John Minnis, who runs an estate agency of the same name, said: “The pandemic has massively opened up a big flow of buyers coming back to Northern Ireland. Generally from England, but also we have sold to people coming back from Dubai, Singapore, America and New Zealand.”
He added: “Before, the option was only open to people who worked for themselves, or had very flexible bosses. Now, for London workers it is win-win. They can get four times the house, and keep their London salary.”
The Northern Irish education system is a major draw. Unlike England, Northern Ireland did not scrap the grammar school system, which makes up a third of the country’s post-primary schools.
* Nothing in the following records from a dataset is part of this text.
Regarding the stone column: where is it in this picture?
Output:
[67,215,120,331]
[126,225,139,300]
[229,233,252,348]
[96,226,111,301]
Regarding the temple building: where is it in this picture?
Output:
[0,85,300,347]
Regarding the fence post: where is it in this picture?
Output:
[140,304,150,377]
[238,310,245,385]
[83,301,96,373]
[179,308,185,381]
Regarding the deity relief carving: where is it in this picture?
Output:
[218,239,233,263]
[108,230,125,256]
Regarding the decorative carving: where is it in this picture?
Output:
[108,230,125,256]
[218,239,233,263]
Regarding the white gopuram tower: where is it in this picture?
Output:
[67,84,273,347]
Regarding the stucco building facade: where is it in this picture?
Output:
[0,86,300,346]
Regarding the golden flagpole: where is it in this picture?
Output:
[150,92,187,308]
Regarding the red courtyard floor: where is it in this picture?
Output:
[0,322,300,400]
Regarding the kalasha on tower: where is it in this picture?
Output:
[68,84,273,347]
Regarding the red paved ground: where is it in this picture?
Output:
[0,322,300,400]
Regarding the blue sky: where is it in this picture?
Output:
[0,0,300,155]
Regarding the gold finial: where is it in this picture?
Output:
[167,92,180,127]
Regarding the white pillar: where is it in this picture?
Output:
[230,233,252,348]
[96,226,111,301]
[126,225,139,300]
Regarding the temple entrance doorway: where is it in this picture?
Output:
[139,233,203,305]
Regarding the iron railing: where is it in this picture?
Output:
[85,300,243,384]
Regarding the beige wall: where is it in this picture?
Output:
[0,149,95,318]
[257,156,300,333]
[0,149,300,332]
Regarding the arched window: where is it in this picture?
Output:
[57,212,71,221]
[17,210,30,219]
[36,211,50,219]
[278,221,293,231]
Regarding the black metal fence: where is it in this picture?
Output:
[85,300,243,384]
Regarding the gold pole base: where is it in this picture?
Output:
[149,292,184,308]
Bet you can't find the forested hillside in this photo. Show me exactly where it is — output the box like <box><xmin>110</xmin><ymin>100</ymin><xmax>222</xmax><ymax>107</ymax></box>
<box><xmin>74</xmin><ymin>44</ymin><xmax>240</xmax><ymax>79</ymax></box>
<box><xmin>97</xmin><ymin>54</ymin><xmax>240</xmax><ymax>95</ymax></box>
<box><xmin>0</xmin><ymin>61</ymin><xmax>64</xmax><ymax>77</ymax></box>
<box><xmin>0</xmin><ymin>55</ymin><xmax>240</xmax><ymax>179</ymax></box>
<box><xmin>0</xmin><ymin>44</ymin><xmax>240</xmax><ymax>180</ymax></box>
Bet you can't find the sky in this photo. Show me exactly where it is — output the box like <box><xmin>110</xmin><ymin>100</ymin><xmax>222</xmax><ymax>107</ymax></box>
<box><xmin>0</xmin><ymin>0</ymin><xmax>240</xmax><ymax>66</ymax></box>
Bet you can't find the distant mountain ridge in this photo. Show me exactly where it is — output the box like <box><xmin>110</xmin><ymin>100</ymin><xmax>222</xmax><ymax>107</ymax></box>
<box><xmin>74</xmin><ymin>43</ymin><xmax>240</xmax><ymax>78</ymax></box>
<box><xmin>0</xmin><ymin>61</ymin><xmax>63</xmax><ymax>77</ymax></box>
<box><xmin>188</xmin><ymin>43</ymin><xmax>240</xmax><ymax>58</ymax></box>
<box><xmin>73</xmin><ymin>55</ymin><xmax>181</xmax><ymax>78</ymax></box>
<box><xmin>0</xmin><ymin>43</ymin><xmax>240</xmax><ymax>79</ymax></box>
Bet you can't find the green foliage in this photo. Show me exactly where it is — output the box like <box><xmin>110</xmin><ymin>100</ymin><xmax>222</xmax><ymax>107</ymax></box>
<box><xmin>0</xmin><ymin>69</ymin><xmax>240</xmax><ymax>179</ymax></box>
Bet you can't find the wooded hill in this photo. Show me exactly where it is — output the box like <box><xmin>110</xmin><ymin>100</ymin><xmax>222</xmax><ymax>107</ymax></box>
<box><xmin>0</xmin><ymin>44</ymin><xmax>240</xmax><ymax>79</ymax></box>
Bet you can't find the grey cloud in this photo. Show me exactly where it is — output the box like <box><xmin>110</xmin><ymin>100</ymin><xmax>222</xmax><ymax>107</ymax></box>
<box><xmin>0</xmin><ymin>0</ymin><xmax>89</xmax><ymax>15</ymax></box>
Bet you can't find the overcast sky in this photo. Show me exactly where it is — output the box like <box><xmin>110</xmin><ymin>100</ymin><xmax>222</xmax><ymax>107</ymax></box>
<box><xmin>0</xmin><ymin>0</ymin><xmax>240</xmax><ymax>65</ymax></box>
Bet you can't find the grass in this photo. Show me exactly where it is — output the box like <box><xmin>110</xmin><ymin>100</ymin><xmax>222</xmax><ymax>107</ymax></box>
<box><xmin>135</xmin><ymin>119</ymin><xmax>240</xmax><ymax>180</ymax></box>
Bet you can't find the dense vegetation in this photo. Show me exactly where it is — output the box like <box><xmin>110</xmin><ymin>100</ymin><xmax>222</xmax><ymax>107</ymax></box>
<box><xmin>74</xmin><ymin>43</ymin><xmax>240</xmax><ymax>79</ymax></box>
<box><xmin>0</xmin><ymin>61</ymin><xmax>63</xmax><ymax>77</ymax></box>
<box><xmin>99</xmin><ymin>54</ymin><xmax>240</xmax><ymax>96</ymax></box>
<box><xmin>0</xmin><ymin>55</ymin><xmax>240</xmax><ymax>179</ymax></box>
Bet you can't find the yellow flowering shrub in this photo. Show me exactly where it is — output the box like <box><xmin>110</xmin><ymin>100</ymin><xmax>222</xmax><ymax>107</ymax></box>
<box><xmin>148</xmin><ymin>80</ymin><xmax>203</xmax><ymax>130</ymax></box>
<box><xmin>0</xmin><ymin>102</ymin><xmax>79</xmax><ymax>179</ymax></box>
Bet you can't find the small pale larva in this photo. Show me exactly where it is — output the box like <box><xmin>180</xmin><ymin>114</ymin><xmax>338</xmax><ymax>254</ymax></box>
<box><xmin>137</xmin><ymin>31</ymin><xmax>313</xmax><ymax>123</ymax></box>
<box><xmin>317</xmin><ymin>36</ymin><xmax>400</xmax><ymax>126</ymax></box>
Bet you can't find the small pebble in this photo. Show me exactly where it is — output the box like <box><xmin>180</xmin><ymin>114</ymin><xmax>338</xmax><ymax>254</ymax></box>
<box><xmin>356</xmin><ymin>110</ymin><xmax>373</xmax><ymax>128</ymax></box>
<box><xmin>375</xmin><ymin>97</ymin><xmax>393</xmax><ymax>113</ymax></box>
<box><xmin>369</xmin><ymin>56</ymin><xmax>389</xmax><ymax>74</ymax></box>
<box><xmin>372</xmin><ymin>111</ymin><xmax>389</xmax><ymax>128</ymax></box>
Before the pandemic, 40pc of family houses listed in affluent areas would get interest from buyers moving back from England. “Now, every family house I put on the market will have interest from outside of Northern Ireland,” said Mr Mannis.
Beth Robinson, of Templeton Robinson estate agents, said returnees account for 10pc of family home sales in Belfast, double the 5pc share before the pandemic. Buyers are typically aged between 35 and 50 and are coming back with children.
Agents are sanguine about Brexit. “Honestly, it was the lack of decision that was the problem,” added Ms Robinson.
“In 2019, we sold two properties over £1m. Every time we were close with a deal it fell by the wayside because they wanted to wait and see In 2020, we sold five, but we were closed for three months. This year I’m predicting we will be back up to 10 or 12.”